# Fitting a top box to a b644



## devjb (Dec 16, 2010)

Hello all,

I have a large topbox which i attach to the roof rack on my car. The topbox is attached via U shaped mounts that fasten around the roof bars and are tighten inside the box.

My question is how can I use this topbox on our old 1994 Hymer. Does anyone make (cheap) horizontal roof bars and how do they fasten to the Hymers' roof. Do they clamp around the aluminium edge seals, or are they bonded (sikkafkex?) to the flat roof. 

I don't need a rear ladder, as i prefer removable telescopic extending ladder to gain access to the roof. 
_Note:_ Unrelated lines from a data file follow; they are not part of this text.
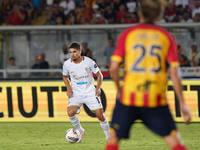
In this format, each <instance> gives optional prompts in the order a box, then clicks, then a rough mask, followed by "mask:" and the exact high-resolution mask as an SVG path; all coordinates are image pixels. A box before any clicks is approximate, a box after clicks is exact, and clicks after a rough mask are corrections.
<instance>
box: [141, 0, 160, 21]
mask: <svg viewBox="0 0 200 150" xmlns="http://www.w3.org/2000/svg"><path fill="white" fill-rule="evenodd" d="M139 3H140V9H139V14H142V16H143V17H144V19H145V20H146V23H154V21H157V20H158V19H159V18H160V17H161V15H162V14H163V13H162V12H163V9H164V5H163V2H162V1H161V0H139Z"/></svg>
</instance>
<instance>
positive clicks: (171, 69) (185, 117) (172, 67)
mask: <svg viewBox="0 0 200 150" xmlns="http://www.w3.org/2000/svg"><path fill="white" fill-rule="evenodd" d="M169 74H170V77H171V79H172V81H173V87H174V91H175V92H176V95H177V97H178V100H179V103H180V107H181V111H182V114H183V118H184V120H185V123H186V124H188V123H190V120H191V113H190V110H189V108H188V106H187V105H186V103H185V100H184V98H183V94H182V85H181V80H180V78H179V77H178V73H177V67H170V68H169Z"/></svg>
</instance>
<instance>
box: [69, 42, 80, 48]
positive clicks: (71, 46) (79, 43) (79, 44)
mask: <svg viewBox="0 0 200 150" xmlns="http://www.w3.org/2000/svg"><path fill="white" fill-rule="evenodd" d="M68 48H69V49H70V48H74V49H77V50H80V49H81V44H80V43H78V42H72V43H71V44H70V45H69V47H68Z"/></svg>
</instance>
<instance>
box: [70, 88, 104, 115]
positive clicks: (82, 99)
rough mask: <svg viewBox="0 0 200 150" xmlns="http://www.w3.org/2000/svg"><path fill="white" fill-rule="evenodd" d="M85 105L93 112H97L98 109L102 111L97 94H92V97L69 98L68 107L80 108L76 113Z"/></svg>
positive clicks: (98, 98)
mask: <svg viewBox="0 0 200 150" xmlns="http://www.w3.org/2000/svg"><path fill="white" fill-rule="evenodd" d="M83 104H86V105H87V106H88V108H89V109H90V110H91V111H95V110H97V109H102V108H103V106H102V103H101V100H100V98H99V97H98V96H96V95H95V93H94V92H93V93H91V94H90V95H75V94H73V97H71V98H69V101H68V107H69V106H77V107H79V109H78V111H77V112H76V113H79V112H80V108H81V106H82V105H83Z"/></svg>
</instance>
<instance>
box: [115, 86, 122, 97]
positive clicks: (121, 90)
mask: <svg viewBox="0 0 200 150" xmlns="http://www.w3.org/2000/svg"><path fill="white" fill-rule="evenodd" d="M121 94H122V87H120V89H119V90H118V91H117V96H116V99H118V100H120V98H121Z"/></svg>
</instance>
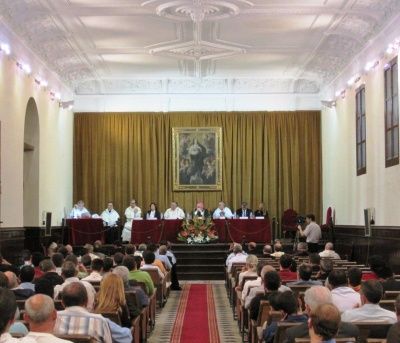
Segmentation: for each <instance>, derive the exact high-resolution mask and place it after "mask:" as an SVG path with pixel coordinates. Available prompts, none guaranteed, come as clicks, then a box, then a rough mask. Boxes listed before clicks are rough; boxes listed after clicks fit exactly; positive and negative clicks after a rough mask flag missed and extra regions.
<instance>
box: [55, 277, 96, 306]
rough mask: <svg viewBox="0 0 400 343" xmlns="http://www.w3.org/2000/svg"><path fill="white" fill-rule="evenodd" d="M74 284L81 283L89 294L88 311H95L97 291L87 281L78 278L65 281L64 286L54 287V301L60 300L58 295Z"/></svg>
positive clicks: (73, 278) (69, 278) (57, 286)
mask: <svg viewBox="0 0 400 343" xmlns="http://www.w3.org/2000/svg"><path fill="white" fill-rule="evenodd" d="M72 282H80V283H82V284H83V285H84V286H85V288H86V292H87V294H88V304H87V309H88V311H89V312H91V311H93V309H94V299H95V297H96V290H95V289H94V287H93V286H92V285H91V284H90V283H89V282H86V281H81V280H79V279H78V278H77V277H70V278H67V279H65V280H64V283H63V284H62V285H56V286H55V287H54V299H57V298H58V295H59V294H60V293H61V292H62V290H63V289H64V287H65V286H67V285H69V284H70V283H72Z"/></svg>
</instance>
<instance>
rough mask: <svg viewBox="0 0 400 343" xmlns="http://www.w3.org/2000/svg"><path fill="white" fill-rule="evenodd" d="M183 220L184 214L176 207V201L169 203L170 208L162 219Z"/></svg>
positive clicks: (181, 210) (182, 211)
mask: <svg viewBox="0 0 400 343" xmlns="http://www.w3.org/2000/svg"><path fill="white" fill-rule="evenodd" d="M183 218H185V212H183V210H182V209H181V208H180V207H178V203H177V202H176V201H173V202H171V207H170V208H169V209H168V210H166V211H165V213H164V219H183Z"/></svg>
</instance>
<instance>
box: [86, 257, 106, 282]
mask: <svg viewBox="0 0 400 343" xmlns="http://www.w3.org/2000/svg"><path fill="white" fill-rule="evenodd" d="M103 264H104V263H103V260H101V259H99V258H95V259H94V260H92V271H91V273H90V274H89V275H88V276H86V277H85V278H83V279H82V281H88V282H100V281H101V280H102V279H103V275H102V272H103Z"/></svg>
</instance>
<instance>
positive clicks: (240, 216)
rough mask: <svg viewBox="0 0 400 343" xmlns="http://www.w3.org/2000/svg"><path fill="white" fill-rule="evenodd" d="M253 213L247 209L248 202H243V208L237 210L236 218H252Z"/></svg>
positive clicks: (252, 212) (252, 211)
mask: <svg viewBox="0 0 400 343" xmlns="http://www.w3.org/2000/svg"><path fill="white" fill-rule="evenodd" d="M252 213H253V211H252V210H251V209H250V208H248V207H247V202H245V201H243V202H242V207H241V208H239V209H238V210H236V216H237V217H239V218H244V217H247V218H250V216H251V215H252Z"/></svg>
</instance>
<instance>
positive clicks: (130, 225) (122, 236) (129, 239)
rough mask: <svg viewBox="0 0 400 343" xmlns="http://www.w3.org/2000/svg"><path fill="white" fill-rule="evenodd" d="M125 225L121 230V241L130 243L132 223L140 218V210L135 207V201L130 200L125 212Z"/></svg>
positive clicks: (141, 213)
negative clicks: (130, 201) (136, 219)
mask: <svg viewBox="0 0 400 343" xmlns="http://www.w3.org/2000/svg"><path fill="white" fill-rule="evenodd" d="M125 217H126V223H125V225H124V229H123V230H122V235H121V237H122V241H123V242H130V241H131V234H132V221H133V219H135V218H142V210H141V209H140V207H138V206H136V200H135V199H132V200H131V205H130V206H129V207H128V208H127V209H126V210H125Z"/></svg>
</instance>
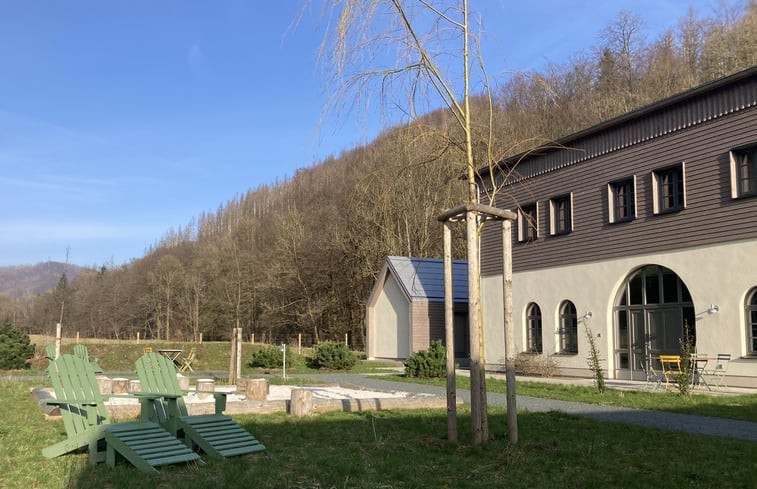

Any advice gratefully received

Thanks

John


----------



## wheeltrim (Nov 30, 2007)

Hi John,
I also have a 644 and needed to fit a top box;With limited space due to solars and vents I had some made to my measurements at the local blacksmith/engineer.He used lightweight non-slip plate as feet because they have a good surface to "key" to the bonding agent,Sikaflex in this case as I didn't want to drill the roof!!He made the rails from square tube,they have been on the roof for 3 years,no problems so far.Total cost £45,a job well done!!Hope this useful to you.

Regards,
Alan.


----------



## devjb (Dec 16, 2010)

Alan,

Many thanks for the swift reply. That sounds ideal. I don't like the idea of clamping roof bars to the edge strips. I have an old set of roof bars off a Nissan Xtrail that bolted down to flat plates on the car roof. Maybe i can just get some flat mounts made, to accept these. Never having used Sikaflex, is good to know it is upto the job.

Thanks

John


----------